Here are III crucial elements of a good fiction book:
Well-developed characters: The characters in the book must be advantageously developed and believable. The characters should remind you of your educator, your lawyer, your doctor, or maybe even your best friend. Even tho’ they are fictional, they come alive for us in the account.
Action: A good fiction book needs to be filled with action. The good guys are after the bad guys, the doctor needs to find a cure. From the beginning to the end, the reader can’t bear to act reading because the action just keeps coming.

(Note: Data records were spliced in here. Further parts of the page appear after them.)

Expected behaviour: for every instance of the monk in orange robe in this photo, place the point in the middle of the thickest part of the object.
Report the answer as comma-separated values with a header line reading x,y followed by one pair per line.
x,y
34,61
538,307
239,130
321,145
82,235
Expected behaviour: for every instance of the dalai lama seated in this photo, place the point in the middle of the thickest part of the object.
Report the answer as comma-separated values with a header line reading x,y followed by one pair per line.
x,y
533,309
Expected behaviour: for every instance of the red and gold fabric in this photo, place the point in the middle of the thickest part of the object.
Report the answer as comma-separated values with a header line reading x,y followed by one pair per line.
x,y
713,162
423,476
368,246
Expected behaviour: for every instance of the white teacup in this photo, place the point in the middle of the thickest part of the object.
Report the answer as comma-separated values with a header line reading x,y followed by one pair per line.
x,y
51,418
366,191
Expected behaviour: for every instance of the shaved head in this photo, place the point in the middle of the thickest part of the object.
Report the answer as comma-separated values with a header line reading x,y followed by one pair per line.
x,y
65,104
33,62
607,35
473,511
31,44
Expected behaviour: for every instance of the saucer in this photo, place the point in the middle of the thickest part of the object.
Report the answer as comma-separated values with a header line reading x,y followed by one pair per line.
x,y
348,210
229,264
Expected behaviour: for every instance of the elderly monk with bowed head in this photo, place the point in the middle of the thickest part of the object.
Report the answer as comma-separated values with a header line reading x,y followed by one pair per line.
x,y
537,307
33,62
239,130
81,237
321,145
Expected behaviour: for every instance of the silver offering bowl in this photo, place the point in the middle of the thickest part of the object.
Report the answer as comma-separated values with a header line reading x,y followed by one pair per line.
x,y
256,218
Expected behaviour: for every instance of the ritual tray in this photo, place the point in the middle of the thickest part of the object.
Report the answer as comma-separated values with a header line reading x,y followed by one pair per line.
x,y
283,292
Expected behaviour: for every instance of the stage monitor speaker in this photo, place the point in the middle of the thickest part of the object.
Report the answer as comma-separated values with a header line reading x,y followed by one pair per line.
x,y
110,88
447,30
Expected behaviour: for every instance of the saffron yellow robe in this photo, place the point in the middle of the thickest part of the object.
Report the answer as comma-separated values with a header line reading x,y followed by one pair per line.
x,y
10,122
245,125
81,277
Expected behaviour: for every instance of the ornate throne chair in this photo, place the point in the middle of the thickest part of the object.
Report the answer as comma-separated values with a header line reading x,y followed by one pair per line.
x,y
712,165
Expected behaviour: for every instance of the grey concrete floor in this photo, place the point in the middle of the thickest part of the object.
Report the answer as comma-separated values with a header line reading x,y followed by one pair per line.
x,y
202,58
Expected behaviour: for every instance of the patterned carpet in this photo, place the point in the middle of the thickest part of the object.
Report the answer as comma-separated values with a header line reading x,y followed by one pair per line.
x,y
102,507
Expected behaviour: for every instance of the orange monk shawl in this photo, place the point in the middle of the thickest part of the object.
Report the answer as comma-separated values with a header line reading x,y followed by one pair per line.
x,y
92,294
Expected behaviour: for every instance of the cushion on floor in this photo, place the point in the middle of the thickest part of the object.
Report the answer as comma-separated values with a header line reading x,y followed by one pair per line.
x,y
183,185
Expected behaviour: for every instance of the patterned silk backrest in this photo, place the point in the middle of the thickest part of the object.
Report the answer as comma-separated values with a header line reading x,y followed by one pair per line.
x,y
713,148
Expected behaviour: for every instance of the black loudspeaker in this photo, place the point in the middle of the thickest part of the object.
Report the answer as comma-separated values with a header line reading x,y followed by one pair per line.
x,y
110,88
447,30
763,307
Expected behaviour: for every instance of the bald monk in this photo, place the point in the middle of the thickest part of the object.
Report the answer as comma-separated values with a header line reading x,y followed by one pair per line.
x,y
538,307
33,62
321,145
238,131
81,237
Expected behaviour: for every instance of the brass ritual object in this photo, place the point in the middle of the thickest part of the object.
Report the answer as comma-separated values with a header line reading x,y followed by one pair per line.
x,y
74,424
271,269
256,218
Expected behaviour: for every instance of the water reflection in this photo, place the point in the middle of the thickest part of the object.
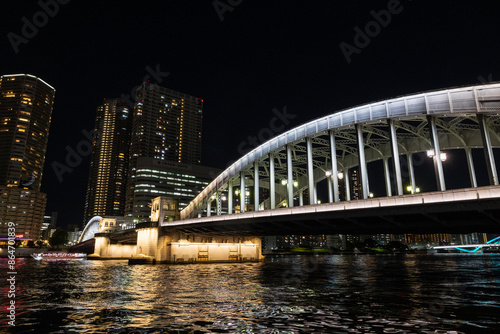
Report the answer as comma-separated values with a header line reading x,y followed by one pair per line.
x,y
294,294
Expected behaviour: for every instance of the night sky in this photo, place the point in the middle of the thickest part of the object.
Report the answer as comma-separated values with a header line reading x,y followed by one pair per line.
x,y
261,55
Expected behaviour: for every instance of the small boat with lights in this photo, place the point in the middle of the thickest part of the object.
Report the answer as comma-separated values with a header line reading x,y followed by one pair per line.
x,y
59,256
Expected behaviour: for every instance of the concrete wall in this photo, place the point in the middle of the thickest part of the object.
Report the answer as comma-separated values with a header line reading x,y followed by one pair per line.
x,y
154,245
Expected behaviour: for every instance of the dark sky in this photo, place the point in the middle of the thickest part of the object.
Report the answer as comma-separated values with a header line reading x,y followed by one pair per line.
x,y
262,55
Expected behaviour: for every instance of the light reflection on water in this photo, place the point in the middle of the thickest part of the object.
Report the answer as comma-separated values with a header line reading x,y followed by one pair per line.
x,y
294,294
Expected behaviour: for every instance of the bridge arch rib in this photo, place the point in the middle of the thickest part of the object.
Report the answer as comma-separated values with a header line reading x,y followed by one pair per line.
x,y
457,118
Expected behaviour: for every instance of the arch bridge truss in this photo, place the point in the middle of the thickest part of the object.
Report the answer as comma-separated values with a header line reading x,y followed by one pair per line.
x,y
285,170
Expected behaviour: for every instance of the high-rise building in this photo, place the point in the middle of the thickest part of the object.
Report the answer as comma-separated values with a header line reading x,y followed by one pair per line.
x,y
166,127
154,177
109,161
25,112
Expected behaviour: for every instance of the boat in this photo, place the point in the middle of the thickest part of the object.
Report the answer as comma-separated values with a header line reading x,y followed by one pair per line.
x,y
59,256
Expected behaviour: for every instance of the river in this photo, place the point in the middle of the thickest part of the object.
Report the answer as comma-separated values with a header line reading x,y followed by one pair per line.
x,y
413,293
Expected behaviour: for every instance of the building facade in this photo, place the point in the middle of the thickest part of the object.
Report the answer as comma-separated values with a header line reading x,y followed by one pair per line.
x,y
154,177
26,104
109,160
165,149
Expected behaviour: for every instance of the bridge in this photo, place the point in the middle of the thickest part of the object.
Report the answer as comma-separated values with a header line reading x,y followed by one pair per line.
x,y
274,188
493,244
287,169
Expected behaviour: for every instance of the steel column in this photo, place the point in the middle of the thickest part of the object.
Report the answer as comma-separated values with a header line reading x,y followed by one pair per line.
x,y
310,170
230,197
335,178
365,191
290,175
219,203
272,182
411,172
395,159
387,175
347,185
242,192
438,165
470,164
488,150
256,189
330,189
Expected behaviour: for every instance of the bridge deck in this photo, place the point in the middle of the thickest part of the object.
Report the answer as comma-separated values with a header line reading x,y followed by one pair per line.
x,y
453,211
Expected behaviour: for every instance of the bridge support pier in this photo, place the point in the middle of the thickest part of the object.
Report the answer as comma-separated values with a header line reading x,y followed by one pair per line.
x,y
470,164
488,150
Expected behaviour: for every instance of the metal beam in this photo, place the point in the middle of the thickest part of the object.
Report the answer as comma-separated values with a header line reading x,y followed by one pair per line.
x,y
290,175
310,171
272,181
365,191
347,185
256,190
488,150
470,164
387,175
242,192
438,165
398,181
411,172
230,197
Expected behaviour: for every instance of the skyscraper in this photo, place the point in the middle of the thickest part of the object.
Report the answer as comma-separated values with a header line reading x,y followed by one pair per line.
x,y
109,161
166,127
25,113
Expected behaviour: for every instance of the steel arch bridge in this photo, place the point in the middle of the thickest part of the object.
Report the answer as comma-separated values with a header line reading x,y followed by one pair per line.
x,y
292,163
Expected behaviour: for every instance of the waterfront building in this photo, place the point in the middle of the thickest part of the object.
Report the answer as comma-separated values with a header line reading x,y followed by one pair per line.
x,y
26,104
155,177
109,160
165,149
49,222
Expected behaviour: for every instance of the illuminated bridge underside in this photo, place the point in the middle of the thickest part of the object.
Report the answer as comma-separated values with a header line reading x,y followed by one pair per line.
x,y
454,211
460,118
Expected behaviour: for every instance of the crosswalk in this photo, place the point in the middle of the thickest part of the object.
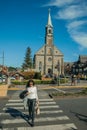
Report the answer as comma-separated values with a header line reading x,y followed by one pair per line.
x,y
14,117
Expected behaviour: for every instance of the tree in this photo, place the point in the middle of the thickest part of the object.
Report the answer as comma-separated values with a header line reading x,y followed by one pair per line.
x,y
27,59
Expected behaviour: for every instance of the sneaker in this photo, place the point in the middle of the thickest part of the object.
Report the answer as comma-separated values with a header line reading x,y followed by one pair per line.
x,y
32,124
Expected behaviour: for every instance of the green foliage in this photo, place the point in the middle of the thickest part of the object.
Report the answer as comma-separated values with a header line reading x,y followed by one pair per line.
x,y
27,59
28,74
37,75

Great Plot: The writer keeps the reader guessing right to the end by exploitation amazing, realistic plot twists. Just when we believe we know “who did it” &ndash bam &ndash a new convolute creeps up and a account involves more. As we near the end we admiration if thither is time to solve it. Will it have a happy ending? Most readers long for a good ending to their account as they grow fond of the characters in the book and deprivation to accompany the best happen to them.
For those looking for a good fiction book to read, one that stands out is the fiction thriller, Hammer, by Paulo J. Reyes, M.D. This book has a well-developed account that takes place in an ER in Los Angeles. The author, an ER Doctor himself, depicts the ER background perfectly as patients appear and attempt discourse and case after case of medical drama unfolds. The account takes you hour by hour finished life in this ER until the impossible happens and one of the patients appears with smallpox symptoms. What happens next is fiction at its finest and leaves you eagerly asking, “Could it happen today?”
Writers compose about what they know. They can bring the sounds, colors, and images of their class to life in their account. Fiction is where writers get the opportunity to bring you into that class and keep you thither until, “the end.”